By the time my sons, Sean and Brendan, were 6 and 9, Mom used her wheelchair most of the time; post-polio syndrome continued wreaking damage and, despite PT, she had many days and nights of aching muscles.

One summer evening, Mom watched Sean and Brendan zap a hockey puck around our basketball half-court. Suddenly, Sean was at the back door: “Mom, you better come. Gramma’s gotten hurt.”

Invited to join the game, she’d eventually taken a puck in the right shin. The hematoma was, well, the size of a puck and getting bigger by the minute.

I roared, “What were you three thinking?! Didn’t you know Gramma might get hurt?” Muttering about car keys and the ER, I turned back toward the house. Sean then turned to Mom: “Jeez, you’re pretty good for a gramma.”

By the time great-grandchildren came along, Mom’s days as a hockey player were long over.
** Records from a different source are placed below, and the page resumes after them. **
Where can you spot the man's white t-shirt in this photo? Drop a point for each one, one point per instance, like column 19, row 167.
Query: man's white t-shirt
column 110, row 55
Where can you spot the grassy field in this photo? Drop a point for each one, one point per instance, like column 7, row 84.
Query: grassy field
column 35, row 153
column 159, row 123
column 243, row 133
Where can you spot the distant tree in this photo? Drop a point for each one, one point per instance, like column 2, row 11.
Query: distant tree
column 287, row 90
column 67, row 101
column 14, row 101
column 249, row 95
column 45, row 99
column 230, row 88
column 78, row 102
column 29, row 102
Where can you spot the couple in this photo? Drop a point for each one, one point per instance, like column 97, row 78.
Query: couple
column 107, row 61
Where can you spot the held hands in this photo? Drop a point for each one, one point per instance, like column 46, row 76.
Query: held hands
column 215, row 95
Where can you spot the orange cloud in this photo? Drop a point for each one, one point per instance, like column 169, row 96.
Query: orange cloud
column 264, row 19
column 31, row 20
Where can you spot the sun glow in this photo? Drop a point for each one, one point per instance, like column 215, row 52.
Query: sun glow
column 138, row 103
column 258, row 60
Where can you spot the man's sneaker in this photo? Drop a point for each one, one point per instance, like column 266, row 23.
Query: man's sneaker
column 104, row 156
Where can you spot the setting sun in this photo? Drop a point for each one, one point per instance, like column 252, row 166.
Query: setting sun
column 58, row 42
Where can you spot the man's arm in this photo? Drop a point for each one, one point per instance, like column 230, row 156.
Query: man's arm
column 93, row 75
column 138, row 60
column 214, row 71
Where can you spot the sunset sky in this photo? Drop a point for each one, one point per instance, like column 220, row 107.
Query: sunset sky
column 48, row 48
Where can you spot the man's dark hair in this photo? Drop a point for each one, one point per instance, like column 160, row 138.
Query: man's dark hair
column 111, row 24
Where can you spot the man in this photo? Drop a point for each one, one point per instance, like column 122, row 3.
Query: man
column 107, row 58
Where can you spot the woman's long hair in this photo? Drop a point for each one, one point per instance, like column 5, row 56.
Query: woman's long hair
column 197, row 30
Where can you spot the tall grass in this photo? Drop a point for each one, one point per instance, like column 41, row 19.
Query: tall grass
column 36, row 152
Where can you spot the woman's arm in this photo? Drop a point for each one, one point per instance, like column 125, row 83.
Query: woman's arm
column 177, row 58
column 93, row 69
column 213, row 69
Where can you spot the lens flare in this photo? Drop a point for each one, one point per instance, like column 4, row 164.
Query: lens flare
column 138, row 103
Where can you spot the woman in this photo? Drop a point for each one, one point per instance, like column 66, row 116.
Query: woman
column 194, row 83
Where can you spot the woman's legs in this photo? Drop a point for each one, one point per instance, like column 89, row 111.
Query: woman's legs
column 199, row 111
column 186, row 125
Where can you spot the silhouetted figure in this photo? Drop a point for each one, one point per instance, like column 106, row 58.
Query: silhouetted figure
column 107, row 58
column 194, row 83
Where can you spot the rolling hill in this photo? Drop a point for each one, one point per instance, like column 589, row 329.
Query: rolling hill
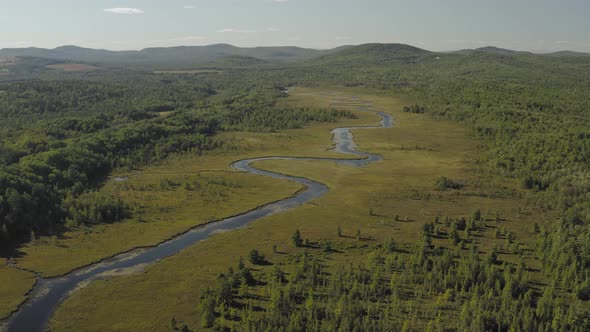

But all of us knew GG (Great Grandmother) would read aloud for hours on end. For little ones, pushing her latest wheelchair (titanium, not 100 pounds of wood) was the best game in town.

All this makes me think people suffering from long-haul COVID-19 may have to be tough like my mom — and it won’t be a game.


Cathy O’Donnell was a reporter for The Ann Arbor News. She is now retired and living in Seattle.